In carrying out the process of the invention, preferably after platform 10 has been stripped of most or all of the heavy drilling, processing or other equipment, a piling chiller is lowered into one or some or all of the pilings 16 to a depth below the required removal point. In some cases, water or mud may have to be removed from the interior of the piling, and structural obstacles on the platform or in the jacket or piling may have to be removed. After access is provided, piling chiller 22 is lowered and sealed in position, and a cryogenic fluid from tank 28 is discharged into the annulus to chill the adjacent section of piling to a point where its toughness against brittle fracture is greatly reduced. Any cryogenic fluid may be used, but liquid nitrogen is normally the fluid of choice for reasons of cost and availability.
After the piling (or pilings) has been sufficiently chilled, a fracturing force is applied to fracture the piling and release the leg or platform from the sea floor. Obviously, care must be taken to prevent sudden vertical movement or overturning of the platform.

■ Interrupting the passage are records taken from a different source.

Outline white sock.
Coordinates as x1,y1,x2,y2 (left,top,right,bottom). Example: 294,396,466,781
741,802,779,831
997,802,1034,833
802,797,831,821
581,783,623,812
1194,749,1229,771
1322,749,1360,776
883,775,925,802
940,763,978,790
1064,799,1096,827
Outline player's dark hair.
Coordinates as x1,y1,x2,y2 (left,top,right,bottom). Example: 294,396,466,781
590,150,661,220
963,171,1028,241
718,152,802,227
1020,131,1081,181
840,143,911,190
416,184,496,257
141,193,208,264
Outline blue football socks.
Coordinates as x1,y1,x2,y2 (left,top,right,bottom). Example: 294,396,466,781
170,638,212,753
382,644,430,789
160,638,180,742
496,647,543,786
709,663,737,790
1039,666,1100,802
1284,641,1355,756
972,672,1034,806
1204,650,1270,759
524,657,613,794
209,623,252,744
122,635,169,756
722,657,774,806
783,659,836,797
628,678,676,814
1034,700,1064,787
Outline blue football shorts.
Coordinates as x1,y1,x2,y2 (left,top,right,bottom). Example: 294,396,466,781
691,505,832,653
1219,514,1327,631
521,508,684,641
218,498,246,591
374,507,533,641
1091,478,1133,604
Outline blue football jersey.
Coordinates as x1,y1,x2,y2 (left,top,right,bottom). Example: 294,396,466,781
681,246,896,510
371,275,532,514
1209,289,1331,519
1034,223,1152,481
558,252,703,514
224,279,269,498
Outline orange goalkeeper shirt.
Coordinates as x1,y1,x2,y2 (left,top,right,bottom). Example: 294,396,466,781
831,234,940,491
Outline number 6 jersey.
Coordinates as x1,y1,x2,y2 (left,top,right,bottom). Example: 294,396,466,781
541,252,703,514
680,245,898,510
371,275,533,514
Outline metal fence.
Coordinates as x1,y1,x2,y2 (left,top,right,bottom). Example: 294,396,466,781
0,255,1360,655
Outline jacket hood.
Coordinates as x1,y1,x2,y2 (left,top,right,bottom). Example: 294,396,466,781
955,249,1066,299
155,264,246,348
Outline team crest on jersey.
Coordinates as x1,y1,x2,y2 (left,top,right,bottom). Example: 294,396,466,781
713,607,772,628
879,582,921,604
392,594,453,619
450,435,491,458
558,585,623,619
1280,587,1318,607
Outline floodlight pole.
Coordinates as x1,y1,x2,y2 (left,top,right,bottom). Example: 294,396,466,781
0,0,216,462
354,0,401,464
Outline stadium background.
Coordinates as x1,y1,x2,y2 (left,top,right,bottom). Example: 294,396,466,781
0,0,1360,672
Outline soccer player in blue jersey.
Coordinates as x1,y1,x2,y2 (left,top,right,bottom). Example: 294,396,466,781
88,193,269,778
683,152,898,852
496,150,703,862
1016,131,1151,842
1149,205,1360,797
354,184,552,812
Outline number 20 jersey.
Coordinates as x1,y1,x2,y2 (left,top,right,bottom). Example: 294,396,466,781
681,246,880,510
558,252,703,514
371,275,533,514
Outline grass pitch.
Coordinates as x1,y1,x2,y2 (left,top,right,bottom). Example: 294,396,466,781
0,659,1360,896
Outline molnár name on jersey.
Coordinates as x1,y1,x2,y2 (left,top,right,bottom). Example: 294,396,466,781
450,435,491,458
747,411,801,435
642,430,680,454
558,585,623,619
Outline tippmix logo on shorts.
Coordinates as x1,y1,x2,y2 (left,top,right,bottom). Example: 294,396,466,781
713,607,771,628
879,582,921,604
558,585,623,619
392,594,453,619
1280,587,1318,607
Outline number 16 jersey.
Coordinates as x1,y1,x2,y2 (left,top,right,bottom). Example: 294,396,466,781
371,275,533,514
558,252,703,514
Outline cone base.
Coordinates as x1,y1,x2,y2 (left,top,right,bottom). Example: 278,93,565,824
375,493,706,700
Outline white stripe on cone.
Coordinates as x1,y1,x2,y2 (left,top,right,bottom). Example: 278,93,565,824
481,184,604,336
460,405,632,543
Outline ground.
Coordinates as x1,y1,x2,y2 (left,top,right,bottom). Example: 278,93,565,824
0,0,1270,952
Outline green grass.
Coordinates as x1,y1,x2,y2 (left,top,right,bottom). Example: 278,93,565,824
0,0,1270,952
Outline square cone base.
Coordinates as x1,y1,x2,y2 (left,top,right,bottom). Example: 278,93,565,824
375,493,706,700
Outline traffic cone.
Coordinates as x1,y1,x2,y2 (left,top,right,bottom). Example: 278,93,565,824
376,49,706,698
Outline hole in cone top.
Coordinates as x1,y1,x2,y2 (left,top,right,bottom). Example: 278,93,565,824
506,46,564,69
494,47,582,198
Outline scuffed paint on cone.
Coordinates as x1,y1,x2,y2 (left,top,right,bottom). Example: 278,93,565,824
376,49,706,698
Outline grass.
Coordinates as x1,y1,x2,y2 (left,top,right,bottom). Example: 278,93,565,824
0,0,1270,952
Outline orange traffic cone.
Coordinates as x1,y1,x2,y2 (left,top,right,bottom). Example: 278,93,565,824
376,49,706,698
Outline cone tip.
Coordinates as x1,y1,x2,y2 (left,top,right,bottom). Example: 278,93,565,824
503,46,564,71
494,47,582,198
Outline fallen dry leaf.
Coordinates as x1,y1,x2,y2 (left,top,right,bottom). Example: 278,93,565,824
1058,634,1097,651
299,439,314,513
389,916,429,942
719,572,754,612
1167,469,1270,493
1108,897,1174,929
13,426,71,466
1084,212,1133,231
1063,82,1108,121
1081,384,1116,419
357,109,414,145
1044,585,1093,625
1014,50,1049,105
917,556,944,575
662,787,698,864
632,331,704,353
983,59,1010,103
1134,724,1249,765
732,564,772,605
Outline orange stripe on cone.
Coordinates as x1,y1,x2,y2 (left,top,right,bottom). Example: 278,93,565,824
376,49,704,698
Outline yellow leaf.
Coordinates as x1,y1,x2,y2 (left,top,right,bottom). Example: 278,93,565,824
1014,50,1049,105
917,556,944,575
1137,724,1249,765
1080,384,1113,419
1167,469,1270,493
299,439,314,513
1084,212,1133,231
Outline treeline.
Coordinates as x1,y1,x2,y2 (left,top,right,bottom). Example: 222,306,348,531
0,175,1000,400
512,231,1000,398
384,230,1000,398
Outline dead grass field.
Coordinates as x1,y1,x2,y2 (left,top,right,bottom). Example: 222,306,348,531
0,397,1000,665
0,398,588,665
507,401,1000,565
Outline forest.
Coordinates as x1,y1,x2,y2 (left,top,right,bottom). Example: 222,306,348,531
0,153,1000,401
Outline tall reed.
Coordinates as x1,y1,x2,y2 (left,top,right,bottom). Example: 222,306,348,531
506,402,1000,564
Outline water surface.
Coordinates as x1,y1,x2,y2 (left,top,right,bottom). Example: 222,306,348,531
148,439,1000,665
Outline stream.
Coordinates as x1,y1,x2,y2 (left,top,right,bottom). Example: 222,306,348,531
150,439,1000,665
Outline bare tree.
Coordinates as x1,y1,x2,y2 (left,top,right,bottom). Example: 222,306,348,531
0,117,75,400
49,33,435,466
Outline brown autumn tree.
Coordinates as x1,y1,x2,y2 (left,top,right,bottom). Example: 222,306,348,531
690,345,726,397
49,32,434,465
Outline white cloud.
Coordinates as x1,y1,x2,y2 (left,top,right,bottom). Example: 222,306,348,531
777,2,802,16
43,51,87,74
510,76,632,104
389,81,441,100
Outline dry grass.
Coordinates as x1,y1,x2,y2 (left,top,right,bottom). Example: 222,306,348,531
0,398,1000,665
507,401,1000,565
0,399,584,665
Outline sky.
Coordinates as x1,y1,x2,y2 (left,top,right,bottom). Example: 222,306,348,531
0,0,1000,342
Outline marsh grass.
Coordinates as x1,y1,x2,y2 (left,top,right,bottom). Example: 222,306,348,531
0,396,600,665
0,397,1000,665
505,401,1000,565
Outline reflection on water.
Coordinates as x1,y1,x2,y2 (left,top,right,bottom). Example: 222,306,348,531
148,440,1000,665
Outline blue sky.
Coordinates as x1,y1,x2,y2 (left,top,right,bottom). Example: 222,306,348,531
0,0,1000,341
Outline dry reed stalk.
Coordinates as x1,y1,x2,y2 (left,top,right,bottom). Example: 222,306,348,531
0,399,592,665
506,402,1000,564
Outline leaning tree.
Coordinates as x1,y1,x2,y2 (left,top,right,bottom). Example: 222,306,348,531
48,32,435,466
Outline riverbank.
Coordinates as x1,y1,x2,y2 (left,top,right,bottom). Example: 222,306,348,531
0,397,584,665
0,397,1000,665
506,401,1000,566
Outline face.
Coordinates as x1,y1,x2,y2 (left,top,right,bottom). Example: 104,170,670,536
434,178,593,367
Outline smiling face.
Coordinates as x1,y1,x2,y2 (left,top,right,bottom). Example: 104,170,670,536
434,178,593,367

The fracturing force can be applied in any manner, such as by impact or by suddenly applied tension. FIG. 3 illustrates a preferred impacting technique in which the platform is simply rammed by a large ship 42. In actual practice, a bumper type structure on both the platform and the ship would be used to protect the ship and to properly distribute the fracturing force. Alternatively, a sudden application or release of tension by manipulation of cables, or use of large hydraulic rams, could be used to apply the necessary fracturing force.
In some instances, it may be desirable to carry out a fracture initiating step to the chilled section of piling prior to application of the fracturing force. This fracture initiating step may comprise scoring the chilled section of piling, or applying a localized blow to the chilled section.
Variations of the above-described embodiments will be apparent to those skilled in the art, and are intended to be included within the scope of the invention as defined by the appended claims.